Burberry is the latest multinational corporation to have incinerated millions of pounds worth of their own stock – £28.6 million to be precise. The luxury fashion brand burned bags, clothes, and perfume in a bid to maintain its brand image and reputation. Incinerating stock is apparently less damaging to Burberry’s brand than selling it at lower prices. Lamentably, this is all too common in the luxury fashion industry.
When considering what to do with surplus stock, the obvious thing for a multinational to do would surely be to offer products at a discount, or potentially even donate them to those in need. But Burberry decided instead to simply burn their inventory. Big companies like these consider such actions justifiable to protect their ‘brand image’, which consists of only selling products at eye-wateringly high prices, and therefore preferring to destroy stock rather than offer it at a discount. This is the clearest example of the vast accumulation of wealth at one end of society, such that £28.6 million of commodities can be incinerated without a second thought, at the same time as homelessness and poverty are on the increase everywhere. This is the kind of society that capitalism, and the pursuit of profit above all else, creates.
As if the wastefulness wasn’t bad enough, this is yet another way in which big business displays its contempt for the environment. Burberry claims it has processes in place to dispose of excess stock in a “responsible manner”, but the environmental impact of setting fire to £28.6 million of goods suggests otherwise. In fact, Burberry is not a first-time offender, over the past five years, the company has burned over £90 million worth of designer goods. While the rest of us are made to feel guilty if we forget to recycle our milk cartons, the multinationals pollute on a vast scale simply to protect their profits.
All of this highlights the broken and irrational system that we live under. The capitalist system is blindly driven only by the desperate hunt for profit, so much so that companies would rather destroy their stock, into which they have invested time and money, than give it away, or even have it recycled.
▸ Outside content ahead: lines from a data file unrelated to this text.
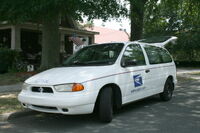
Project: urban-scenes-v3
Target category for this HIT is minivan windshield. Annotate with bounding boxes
[64,43,124,66]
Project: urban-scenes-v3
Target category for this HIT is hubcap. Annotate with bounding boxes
[166,84,172,97]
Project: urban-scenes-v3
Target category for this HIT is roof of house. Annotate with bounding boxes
[0,22,99,36]
[86,26,129,44]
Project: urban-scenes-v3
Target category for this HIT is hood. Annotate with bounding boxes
[25,66,116,85]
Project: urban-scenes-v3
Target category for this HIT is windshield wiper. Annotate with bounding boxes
[64,60,114,66]
[72,62,87,65]
[81,60,114,66]
[63,61,87,66]
[67,61,88,66]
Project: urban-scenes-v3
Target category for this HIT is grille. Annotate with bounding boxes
[32,87,53,93]
[32,105,57,110]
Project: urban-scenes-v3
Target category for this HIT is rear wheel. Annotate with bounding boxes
[98,87,113,123]
[160,78,174,101]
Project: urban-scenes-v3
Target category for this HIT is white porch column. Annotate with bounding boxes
[60,32,65,53]
[90,35,95,44]
[11,26,21,51]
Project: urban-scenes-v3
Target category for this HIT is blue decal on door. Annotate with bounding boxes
[133,74,143,87]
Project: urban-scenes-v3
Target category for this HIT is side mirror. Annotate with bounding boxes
[121,59,126,67]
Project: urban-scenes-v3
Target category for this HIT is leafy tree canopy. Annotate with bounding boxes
[144,0,200,36]
[143,0,200,62]
[0,0,127,69]
[0,0,127,23]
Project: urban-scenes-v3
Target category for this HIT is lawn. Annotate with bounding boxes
[0,72,37,86]
[190,72,200,76]
[177,76,195,83]
[0,93,23,114]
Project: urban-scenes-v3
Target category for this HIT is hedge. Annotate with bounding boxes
[175,61,200,67]
[0,48,20,73]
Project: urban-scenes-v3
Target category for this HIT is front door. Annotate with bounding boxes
[120,44,148,103]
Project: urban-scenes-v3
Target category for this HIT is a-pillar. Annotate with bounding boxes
[11,25,21,51]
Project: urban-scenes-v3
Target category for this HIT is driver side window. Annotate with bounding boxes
[122,44,146,67]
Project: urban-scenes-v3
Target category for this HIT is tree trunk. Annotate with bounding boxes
[40,14,60,70]
[130,0,147,41]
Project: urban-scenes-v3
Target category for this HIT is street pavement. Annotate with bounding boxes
[0,83,22,93]
[0,79,200,133]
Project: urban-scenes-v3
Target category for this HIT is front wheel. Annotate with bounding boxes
[98,87,113,123]
[160,78,174,101]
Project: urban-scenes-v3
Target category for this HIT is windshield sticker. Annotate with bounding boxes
[133,74,143,87]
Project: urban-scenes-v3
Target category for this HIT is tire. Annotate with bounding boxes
[160,78,174,101]
[98,87,113,123]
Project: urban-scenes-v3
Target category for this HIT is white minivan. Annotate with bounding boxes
[18,37,177,122]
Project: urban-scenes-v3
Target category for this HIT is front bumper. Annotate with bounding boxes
[18,90,98,115]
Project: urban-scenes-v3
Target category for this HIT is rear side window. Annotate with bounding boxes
[144,45,162,64]
[122,44,146,66]
[159,48,172,63]
[144,45,172,64]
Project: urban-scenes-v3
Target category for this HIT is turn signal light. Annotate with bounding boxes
[72,83,84,92]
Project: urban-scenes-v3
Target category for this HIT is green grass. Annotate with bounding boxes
[0,93,23,114]
[177,76,195,83]
[0,72,33,86]
[190,72,200,76]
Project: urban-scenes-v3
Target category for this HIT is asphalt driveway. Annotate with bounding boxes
[0,79,200,133]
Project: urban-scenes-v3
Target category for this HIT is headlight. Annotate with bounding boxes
[22,83,30,91]
[54,83,84,92]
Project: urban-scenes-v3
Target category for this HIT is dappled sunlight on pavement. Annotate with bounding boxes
[1,80,200,133]
[0,94,17,99]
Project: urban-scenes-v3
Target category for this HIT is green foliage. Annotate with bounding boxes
[143,0,200,63]
[0,0,127,69]
[0,48,20,73]
[0,0,127,23]
[0,49,27,73]
[166,31,200,62]
[144,0,200,36]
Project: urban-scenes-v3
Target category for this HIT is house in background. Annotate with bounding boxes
[86,26,130,43]
[0,21,99,65]
[0,20,130,68]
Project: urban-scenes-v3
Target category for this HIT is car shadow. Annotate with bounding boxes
[1,80,200,133]
[2,96,160,132]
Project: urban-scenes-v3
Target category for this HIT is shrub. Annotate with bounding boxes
[175,61,200,67]
[0,48,20,73]
[165,31,200,66]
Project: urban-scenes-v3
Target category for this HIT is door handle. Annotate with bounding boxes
[145,69,150,73]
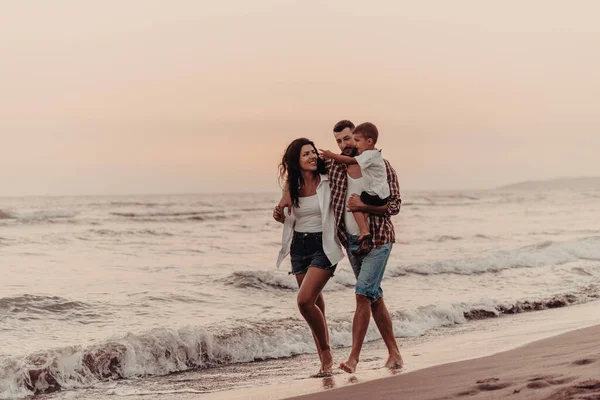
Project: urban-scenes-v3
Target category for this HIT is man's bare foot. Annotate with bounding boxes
[339,357,358,374]
[385,353,404,370]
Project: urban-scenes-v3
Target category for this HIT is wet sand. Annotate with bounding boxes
[290,324,600,400]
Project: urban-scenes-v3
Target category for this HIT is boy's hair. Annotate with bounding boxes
[333,120,355,133]
[353,122,379,144]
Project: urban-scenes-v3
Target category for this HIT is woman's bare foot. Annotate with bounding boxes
[385,352,404,370]
[320,348,333,374]
[339,357,358,373]
[313,370,333,378]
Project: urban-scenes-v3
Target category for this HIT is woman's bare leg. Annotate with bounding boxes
[295,273,329,362]
[296,267,333,373]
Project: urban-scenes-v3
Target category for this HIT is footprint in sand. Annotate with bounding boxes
[456,389,479,396]
[476,378,499,384]
[456,378,513,396]
[477,382,513,391]
[527,380,551,389]
[572,358,596,366]
[546,379,600,399]
[521,375,578,392]
[545,377,576,385]
[575,380,600,390]
[475,377,513,391]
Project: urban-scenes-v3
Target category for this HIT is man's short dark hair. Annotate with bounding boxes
[353,122,379,144]
[333,120,355,133]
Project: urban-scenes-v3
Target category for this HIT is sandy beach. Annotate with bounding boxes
[291,324,600,400]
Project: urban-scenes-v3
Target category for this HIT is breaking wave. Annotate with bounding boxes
[1,288,597,398]
[388,236,600,276]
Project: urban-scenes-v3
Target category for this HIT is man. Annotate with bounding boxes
[274,120,403,373]
[327,120,403,373]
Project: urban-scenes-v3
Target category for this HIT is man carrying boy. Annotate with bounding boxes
[319,122,390,255]
[325,121,403,373]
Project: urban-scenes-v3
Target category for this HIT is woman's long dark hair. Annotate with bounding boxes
[279,138,327,208]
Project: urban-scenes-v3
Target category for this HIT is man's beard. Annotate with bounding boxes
[342,146,358,157]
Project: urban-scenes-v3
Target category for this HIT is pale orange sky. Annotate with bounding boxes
[1,0,599,196]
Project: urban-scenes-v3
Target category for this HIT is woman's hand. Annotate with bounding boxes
[278,189,293,216]
[347,193,366,212]
[318,149,335,159]
[273,205,286,223]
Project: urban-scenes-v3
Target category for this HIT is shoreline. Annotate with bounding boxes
[198,299,600,400]
[36,300,600,400]
[291,323,600,400]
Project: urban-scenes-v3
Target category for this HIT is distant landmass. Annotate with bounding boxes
[498,176,600,190]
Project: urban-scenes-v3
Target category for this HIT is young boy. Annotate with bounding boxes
[319,122,389,255]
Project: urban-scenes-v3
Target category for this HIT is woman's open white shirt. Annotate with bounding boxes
[276,174,345,270]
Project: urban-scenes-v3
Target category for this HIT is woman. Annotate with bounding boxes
[274,138,344,376]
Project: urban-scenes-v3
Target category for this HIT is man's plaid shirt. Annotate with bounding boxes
[326,158,401,248]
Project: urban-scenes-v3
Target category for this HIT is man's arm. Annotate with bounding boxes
[363,204,388,215]
[384,160,401,217]
[319,149,358,165]
[347,194,388,215]
[346,160,401,216]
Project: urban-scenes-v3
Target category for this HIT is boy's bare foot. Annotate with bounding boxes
[385,353,404,370]
[351,236,372,256]
[356,233,371,243]
[339,357,358,373]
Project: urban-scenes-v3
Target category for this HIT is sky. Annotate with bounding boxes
[1,0,599,196]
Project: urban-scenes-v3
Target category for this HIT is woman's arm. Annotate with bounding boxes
[276,183,293,216]
[272,205,286,223]
[345,160,401,216]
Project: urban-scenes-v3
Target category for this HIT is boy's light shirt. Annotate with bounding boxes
[354,149,390,199]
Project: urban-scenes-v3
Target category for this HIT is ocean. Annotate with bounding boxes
[1,188,600,399]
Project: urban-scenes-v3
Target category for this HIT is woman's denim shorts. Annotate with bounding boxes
[290,231,337,276]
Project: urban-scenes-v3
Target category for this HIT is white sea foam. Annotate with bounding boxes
[388,236,600,276]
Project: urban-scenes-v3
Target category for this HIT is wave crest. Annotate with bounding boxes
[0,295,90,315]
[0,210,16,220]
[223,269,356,292]
[388,236,600,276]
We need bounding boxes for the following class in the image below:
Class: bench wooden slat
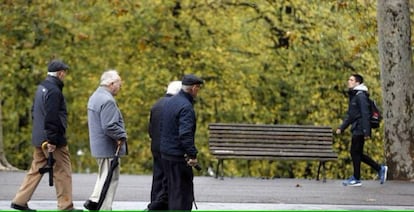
[210,139,332,145]
[210,135,332,141]
[209,123,331,129]
[209,142,334,148]
[210,146,335,152]
[213,155,337,161]
[211,149,337,156]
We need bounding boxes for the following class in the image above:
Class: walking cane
[185,155,202,210]
[96,142,122,210]
[39,142,55,186]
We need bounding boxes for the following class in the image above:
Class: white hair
[47,72,58,77]
[182,85,192,92]
[100,70,120,86]
[166,81,182,95]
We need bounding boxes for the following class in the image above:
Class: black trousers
[148,151,168,210]
[162,158,194,211]
[350,135,381,180]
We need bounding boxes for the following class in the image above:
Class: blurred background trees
[0,0,412,180]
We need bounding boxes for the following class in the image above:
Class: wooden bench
[208,123,337,181]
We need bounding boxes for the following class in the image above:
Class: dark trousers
[162,159,194,211]
[148,151,168,210]
[350,135,381,180]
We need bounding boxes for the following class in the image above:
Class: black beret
[182,74,204,85]
[48,60,69,72]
They don’t care one bit about all the waste and environmental damage they create, they only have their sights set on preserving elitist exclusivity, overpriced labels, and fat profits.
This is a product of the contradictory chaos of capitalism and the irrationality of the anarchic free market. So, what can we do about it?
Simply put, we need to rationally plan production based on social need. We need to ditch production for profit and provide cheap, good quality essentials that actually fulfil people’s needs. It is imperative for us to nationalise the commanding heights of the economy – the multinationals who dominate manufacturing and other key industries – without paying the billionaire owners any compensation, and then we can put the economy under the control of the working class, who can run it for need, not profit.
With socialist measures like this, Burberry and others could never get away with this wasteful and damaging behaviour. If the actions of these multinationals make you as angry as they make me, and you want to do something to change it, then join the fight for socialism.